Dagan a déclaré qu’il exigeait que « la récolte d’olives à proximité des implantations [israéliennes] » en Cisjordanie soit immédiatement arrêtée, affirmant que cela était « utilisé comme une plateforme pour le terrorisme. »
Etkes, le militant anti-implantation, a insisté sur le fait que la vidéo montrait que les résidents d’implantations ne s’étaient pas trouvés à proximité de Rehelim lors de la fusillade montrée sur les images, et qu’ils n’étaient pas en danger.

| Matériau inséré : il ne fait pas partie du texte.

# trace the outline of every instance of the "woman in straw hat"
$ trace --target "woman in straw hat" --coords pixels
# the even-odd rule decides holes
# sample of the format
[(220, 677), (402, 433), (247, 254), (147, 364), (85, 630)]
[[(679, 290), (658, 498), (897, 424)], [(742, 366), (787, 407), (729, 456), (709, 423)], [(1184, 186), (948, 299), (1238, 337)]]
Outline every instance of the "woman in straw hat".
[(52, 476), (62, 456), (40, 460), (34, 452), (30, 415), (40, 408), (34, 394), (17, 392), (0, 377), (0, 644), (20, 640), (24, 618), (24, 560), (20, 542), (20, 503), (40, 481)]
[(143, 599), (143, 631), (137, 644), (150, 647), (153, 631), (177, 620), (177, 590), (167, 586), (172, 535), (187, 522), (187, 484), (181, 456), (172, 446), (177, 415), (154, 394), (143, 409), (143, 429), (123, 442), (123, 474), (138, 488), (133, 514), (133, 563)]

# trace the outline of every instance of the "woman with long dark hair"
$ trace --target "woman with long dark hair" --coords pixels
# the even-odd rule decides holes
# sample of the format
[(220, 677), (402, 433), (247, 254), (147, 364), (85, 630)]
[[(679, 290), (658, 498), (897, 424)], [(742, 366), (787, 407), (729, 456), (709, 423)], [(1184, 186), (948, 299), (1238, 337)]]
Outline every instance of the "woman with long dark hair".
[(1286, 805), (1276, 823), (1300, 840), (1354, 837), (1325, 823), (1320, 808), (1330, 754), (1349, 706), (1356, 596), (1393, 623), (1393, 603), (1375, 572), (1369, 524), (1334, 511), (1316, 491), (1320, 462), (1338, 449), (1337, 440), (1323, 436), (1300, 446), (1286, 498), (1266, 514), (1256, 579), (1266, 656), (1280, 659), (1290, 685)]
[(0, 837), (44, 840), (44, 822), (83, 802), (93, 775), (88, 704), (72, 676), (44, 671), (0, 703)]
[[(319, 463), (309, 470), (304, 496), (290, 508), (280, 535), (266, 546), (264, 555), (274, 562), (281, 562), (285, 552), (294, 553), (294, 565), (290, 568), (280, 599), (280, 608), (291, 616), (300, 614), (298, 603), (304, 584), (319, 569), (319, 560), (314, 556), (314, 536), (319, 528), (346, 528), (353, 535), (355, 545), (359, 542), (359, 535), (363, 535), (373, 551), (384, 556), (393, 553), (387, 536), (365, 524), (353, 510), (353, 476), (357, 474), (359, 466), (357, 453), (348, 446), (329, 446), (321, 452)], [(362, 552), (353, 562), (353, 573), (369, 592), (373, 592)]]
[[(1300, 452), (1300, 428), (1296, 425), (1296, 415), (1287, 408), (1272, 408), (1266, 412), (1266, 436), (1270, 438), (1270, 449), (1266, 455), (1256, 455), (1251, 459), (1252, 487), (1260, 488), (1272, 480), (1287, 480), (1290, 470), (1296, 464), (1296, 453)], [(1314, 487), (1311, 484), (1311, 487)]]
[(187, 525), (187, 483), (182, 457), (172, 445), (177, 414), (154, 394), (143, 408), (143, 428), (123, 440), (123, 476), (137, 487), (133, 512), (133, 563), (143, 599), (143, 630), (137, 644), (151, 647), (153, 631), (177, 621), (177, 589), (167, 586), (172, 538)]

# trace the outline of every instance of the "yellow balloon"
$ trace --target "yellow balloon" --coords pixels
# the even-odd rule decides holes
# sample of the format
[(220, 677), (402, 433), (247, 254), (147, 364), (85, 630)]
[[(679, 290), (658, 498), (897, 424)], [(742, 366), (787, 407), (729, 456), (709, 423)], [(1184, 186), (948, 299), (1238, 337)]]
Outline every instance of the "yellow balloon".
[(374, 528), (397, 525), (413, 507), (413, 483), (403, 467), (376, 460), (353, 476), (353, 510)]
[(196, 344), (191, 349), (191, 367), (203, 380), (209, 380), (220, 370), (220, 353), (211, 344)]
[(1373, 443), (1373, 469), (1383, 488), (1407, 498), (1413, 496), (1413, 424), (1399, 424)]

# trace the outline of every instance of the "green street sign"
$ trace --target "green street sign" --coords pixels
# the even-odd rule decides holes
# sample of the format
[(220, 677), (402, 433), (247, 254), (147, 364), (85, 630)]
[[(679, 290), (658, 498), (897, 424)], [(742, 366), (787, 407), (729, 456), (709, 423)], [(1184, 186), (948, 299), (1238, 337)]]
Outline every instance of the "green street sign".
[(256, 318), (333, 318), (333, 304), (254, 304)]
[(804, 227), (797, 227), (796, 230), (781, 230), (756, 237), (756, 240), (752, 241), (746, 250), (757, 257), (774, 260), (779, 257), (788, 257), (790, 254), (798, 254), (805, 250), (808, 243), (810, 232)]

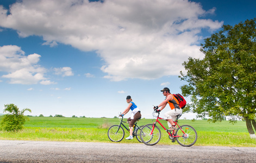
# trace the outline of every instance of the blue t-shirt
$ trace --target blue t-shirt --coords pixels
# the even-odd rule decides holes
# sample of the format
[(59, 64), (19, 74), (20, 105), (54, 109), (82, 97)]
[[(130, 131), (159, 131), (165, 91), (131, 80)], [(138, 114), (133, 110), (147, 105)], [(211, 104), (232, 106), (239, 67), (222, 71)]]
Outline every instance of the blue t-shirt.
[(130, 110), (132, 110), (132, 111), (133, 111), (133, 109), (137, 108), (137, 105), (136, 105), (135, 104), (134, 104), (134, 102), (131, 102), (130, 103), (131, 103), (132, 104), (133, 104), (132, 105), (132, 106), (130, 106)]

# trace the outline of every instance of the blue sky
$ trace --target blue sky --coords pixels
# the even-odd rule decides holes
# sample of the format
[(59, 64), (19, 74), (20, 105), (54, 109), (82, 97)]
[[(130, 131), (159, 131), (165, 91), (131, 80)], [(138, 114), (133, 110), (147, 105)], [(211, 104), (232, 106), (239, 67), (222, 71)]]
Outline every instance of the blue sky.
[(130, 95), (142, 117), (152, 118), (153, 105), (165, 99), (161, 89), (180, 93), (182, 64), (203, 58), (203, 39), (223, 24), (253, 18), (255, 6), (248, 0), (1, 0), (0, 114), (14, 103), (33, 116), (113, 117)]

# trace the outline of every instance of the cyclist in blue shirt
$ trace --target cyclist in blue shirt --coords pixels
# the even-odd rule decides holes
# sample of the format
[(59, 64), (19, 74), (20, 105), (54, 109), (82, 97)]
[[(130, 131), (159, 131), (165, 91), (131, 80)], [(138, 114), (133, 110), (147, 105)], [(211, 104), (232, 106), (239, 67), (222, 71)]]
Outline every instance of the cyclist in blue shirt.
[(133, 130), (134, 123), (141, 117), (140, 109), (138, 108), (137, 105), (133, 102), (130, 96), (127, 96), (126, 97), (126, 102), (128, 104), (128, 107), (121, 114), (122, 116), (126, 114), (129, 112), (130, 109), (132, 110), (132, 114), (130, 117), (127, 118), (127, 121), (129, 122), (129, 128), (130, 129), (130, 136), (126, 137), (126, 139), (133, 139)]

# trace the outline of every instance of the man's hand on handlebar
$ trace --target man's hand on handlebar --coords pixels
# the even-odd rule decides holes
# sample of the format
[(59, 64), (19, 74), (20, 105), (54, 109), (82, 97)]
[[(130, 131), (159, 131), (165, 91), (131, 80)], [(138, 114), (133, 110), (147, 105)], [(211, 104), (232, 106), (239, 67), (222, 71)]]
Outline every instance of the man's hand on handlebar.
[(158, 106), (154, 106), (154, 110), (155, 112), (159, 112), (161, 111), (161, 110), (158, 109)]

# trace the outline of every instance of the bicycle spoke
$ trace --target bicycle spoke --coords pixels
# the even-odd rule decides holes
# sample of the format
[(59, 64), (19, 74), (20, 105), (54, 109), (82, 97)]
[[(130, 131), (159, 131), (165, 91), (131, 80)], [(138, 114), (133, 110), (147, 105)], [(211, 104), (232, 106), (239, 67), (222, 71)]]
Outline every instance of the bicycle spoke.
[(155, 126), (154, 130), (151, 134), (152, 124), (145, 125), (140, 131), (140, 138), (143, 143), (146, 145), (153, 146), (159, 142), (161, 139), (161, 131), (157, 126)]
[(124, 131), (118, 125), (114, 125), (109, 128), (108, 131), (108, 136), (111, 141), (118, 142), (123, 139)]
[(190, 126), (183, 125), (180, 127), (182, 129), (179, 128), (177, 131), (177, 141), (180, 145), (184, 147), (190, 147), (192, 146), (197, 139), (197, 133), (196, 130)]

En outre, il a affirmé que les résidents d’implantations extrémistes exploitent la guerre à Gaza depuis les massacres perpétrés par le groupe terroriste palestinien du Hamas le 7 octobre dans le sud d’Israël pour attaquer et expulser les Palestiniens de leurs terres en Cisjordanie.
« Il y a eu une série d’attaques violentes qui s’intensifient chaque jour contre les Palestiniens », a déclaré Etkes.
מטע הזיתים היחיד שלמיטב ידיעתי ניטע על ידי מתנחלים סביב רחלים מסומן בירוק. מדובר בכ1.7 דונם. המקום בו המתנחל עומד כאשר הוא יורה נמצא במרחק של 570 מטר בקו אוויר מהמטע הזה. כלומר, אין סכנה למתנחלים ואין מטע זיתים של "משפחה נורמטיבית". יש הרג פושע (חשד לרצח) של פלסטיני בזמן מסיק. pic.twitter.com/t0wTyhBbtL
— Dror Etkes (@dror_etkes) October 29, 2023
« L’objectif officiel de ces attaques est l’expulsion maximale des Palestiniens d’un maximum de territoire. »
Les organisations de gauche Yesh Din et La Paix Maintenant, qui s’opposent aux implantations et au contrôle israélien de la Cisjordanie, ont à plusieurs reprises attiré l’attention sur un grand nombre d’attaques violentes contre des Palestiniens en Cisjordanie depuis le 7 octobre, qui ont conduit au meurtre, apparemment par des résidents d’implantations, de sept civils palestiniens, ainsi qu’à de nombreux cas où des Palestiniens ont été chassés de chez eux.
Dimanche, une trentaine d’organisations à but non lucratif, dont Yesh Din et B’Tselem, ont publié une déclaration appelant la communauté internationale à « mettre un terme à la vague de violence des résidents d’implantations, soutenue par l’État, qui a conduit et conduit encore au transfert forcé de communautés palestiniennes en Cisjordanie ».
Ils ont déclaré que « pas moins de 13 communautés d’éleveurs ont été déplacées » et que « beaucoup d’autres risquent d’être forcées de fuir » si aucune mesure n’est prise.
Le président américain Joe Biden et son administration se sont exprimés à plusieurs reprises contre la violence des résidents d’implantations.